Grâce à l’évolution des traitements, la vie d’un patient ne se résume plus seulement à apprendre à gérer les crises, l’objectif est beaucoup plus ambitieux : reprendre le contrôle de la maladie avant qu’elle ne contrôle la vie du patient. Le professeur Edouard Louis, chef du service de gastro-entérologie au CHU de Liège, et Lucie Monin, coordinatrice de projets MICI au service de gastro-entérologie du CHU de Liège, font le point sur les avancées en la matière.
« Ces deux maladies se caractérisent par une inflammation chronique et récidivante du tube digestif. Pour utiliser une image pédagogique à l’attention des patientes et patients, je dis toujours : C’est un peu comme si on avait une gastro-entérite, mais, qui ne se guérit jamais. Aujourd’hui, les traitements cherchent à stabiliser le quotidien des patients… Ce sont des maladies dont on ne guérit pas et qui peuvent revenir à tout moment de la vie. C’est pour cela que les patients sont suivis régulièrement. Concrètement, les mesures de traitement visent à diminuer, voire supprimer l’inflammation » précise le Pr Louis.

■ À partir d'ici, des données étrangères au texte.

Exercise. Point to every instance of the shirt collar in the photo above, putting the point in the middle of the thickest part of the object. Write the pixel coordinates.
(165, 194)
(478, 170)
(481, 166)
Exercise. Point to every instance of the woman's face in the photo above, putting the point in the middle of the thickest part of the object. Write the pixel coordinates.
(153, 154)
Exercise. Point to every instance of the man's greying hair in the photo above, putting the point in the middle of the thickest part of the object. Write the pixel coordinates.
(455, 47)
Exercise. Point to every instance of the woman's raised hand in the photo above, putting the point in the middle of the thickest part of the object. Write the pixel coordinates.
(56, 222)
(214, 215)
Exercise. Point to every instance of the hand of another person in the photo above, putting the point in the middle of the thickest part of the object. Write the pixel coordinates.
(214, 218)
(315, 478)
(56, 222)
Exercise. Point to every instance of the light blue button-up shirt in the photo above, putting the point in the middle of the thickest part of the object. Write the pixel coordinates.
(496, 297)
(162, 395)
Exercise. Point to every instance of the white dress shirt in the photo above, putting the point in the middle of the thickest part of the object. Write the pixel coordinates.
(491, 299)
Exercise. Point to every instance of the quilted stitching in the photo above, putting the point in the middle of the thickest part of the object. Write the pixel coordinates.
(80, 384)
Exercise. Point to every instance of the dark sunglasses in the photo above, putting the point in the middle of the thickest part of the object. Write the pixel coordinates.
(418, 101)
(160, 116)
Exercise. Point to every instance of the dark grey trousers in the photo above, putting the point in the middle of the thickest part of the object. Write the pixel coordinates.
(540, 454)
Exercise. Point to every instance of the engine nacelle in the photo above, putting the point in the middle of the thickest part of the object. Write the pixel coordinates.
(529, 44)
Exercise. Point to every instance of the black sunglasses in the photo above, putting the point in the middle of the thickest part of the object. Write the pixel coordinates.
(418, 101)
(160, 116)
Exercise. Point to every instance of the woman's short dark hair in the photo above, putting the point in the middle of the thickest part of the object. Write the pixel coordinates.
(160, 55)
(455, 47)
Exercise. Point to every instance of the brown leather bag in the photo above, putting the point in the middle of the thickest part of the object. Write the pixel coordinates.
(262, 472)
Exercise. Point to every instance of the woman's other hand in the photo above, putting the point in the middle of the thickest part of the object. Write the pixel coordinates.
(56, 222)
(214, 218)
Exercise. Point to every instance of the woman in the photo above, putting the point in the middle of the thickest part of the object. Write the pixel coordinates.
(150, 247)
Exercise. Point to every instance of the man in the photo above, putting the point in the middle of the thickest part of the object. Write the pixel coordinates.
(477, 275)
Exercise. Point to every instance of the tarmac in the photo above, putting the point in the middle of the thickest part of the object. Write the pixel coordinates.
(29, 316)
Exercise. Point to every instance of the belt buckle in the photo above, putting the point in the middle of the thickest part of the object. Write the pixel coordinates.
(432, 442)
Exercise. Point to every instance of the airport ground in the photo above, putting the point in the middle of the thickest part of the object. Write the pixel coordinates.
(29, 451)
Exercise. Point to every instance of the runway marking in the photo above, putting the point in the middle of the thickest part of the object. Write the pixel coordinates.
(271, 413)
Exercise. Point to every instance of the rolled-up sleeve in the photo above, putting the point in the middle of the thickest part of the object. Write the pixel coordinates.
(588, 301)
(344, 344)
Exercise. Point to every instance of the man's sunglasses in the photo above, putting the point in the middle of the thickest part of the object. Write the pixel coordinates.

Voici 40 ans, beaucoup de patients souffrant de la maladie « Crohn » ou de « rectocolite » étaient régulièrement hospitalisés pour dénutrition, avec des réalimentations entérales ou parentérales. « Les traitements actuels permettent d’améliorer la qualité de vie. La plupart des patients ont un état de santé global relativement bon et un état nutritionnel correct. Ils n’ont pas de carences majeures et peu ou pas de syndrome inflammatoire résiduel, mis à part quelques formes très compliquées. »
Vie professionnelle et vie sociale améliorées, grâce à des traitements très précis : « Il existe une petite différence entre la maladie de Crohn et la rectocolite. Pour cette dernière, à peu près la moitié des patients sont bien stabilisés, soignés, avec une molécule ancienne, le 5-aminosalicylates, un lointain cousin de l’aspirine. Ce traitement oral et éventuellement rectal fonctionne très bien. »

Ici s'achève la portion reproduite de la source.